This post is the first in a six-part series commemorating libraries and librarians 10 years after Hurricane Katrina.
Librarian Marylyn Haddican wrote the American Library Association (ALA) a letter in 2011. It was the year ALA hosted its Annual Conference in New Orleans for the second time since Hurricane Katrina, but it was actually a belated thank-you note to express gratitude to ALA for being the first major group to hold a conference in New Orleans in 2006, following hurricanes Katrina and Rita. It was a time when the city’s future was uncertain and other professional organizations were canceling their commitments in the area.

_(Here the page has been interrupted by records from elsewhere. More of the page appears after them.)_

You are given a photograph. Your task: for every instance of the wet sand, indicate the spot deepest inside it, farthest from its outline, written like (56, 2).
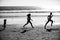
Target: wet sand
(12, 32)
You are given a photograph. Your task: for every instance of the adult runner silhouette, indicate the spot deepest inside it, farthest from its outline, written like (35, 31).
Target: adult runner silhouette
(28, 20)
(49, 20)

“I can’t say enough, how I felt personally, when the American Library Association came,” says Haddican, who was working in the IT department of Jefferson Parish Library (JPL), headquartered in Metairie, Louisiana, at the time. She commends not just the conference organizers and the positive effects the conference had on the local economy, but also the more than 900 volunteers who participated in ALA’s Libraries Build Communities project, which helped to clean up and rebuild libraries, homes, and community sites in the area.
Today, Haddican is director of JPL, one of the library systems that AL featured in its coverage of Katrina starting in 2005. Then-director Lon Dickerson detailed to us the extent of damage to JPL’s 15 branches, ranging from minor water and wind damage to the complete destruction of four of the library’s branches: the Grand Isle, Gretna, Lafitte, and Lakeshore libraries. Even with four libraries decimated and more than 250,000 books initially reported by Dickerson as destroyed, Haddican can’t help but say her library was fortunate.
“When the levee broke, it broke on the side of Orleans Parish,” Haddican says. “We could have had more damage than we did. We were just lucky.”
Serving a population of more than 400,000, JPL has received large financial support from a variety of backers following Katrina, including ALA, Louisiana Library Association’s Disaster Relief Program, the Bill & Melinda Gates Foundation, the Bush-Clinton Katrina Fund (distributed by the Americans for Libraries Council), local and national community organizations and Friends groups, and 26 libraries that had been assigned to JPL through ALA’s “Adopt a Library” program. The Federal Emergency Management Agency (FEMA), insurance, and the library’s own budget also funded recovery efforts, with JPL’s total damage and rebuilding costs assessed at $24 million, according to Haddican.
But perhaps the most tangible contribution following Katrina, says Haddican, was the bookmobiles provided by Muncie (Ind.) Public Library (MPL) and Waukegan (Ill.) Public Library. The bookmobile from MPL was converted into a cybermobile that provided internet to the community—an essential service in the early months following the hurricane. “People had to apply for insurance; they didn’t know where to report to work or even if they still had a job,” Haddican says.
We were just lucky.—Marylyn Haddican, director of Jefferson Parish (La.) Library
The four branch libraries that were destroyed have all reopened, with completely new furniture and materials: Grand Isle Library, which reopened in November 2012, moved to a different location; Gretna Library reopened in a different area of its original lot, as a significantly larger building, in March 2010; Lafitte Library reopened in March 2010 as a larger library building in a different, higher-elevation location; and Lakeshore Library reopened in the same location in December 2011. Dickerson, the director who had camped out with 14 of his staff members at JPL’s East Bank Regional Library through mid-September 2005, was retired by the time Grand Isle reopened but came back for the ribbon-cutting ceremony.
JPL is hosting many events this month to recognize the 10th anniversary of Hurricane Katrina, including a literary festival, commemorative jazz concert, a talk on the city’s water infrastructure, and a program designed to evaluate and restore photos damaged from Katrina.
JPL is constantly working with the local parish government on natural disaster training and simulations, and staffers review an emergency plan at least annually. “I think we do have more policies and procedures than before. I know a lot of people who put their insurance policies in a carry-on suitcase,” Haddican says, remarking on the readiness of her employees.
Overall, Haddican says, people in the community think differently post-storm. “A lot of people here now have generators,” she says. “You put a hammer and a saw in your attic because the water rises. You think about it in increments. This is like our war story, I guess.”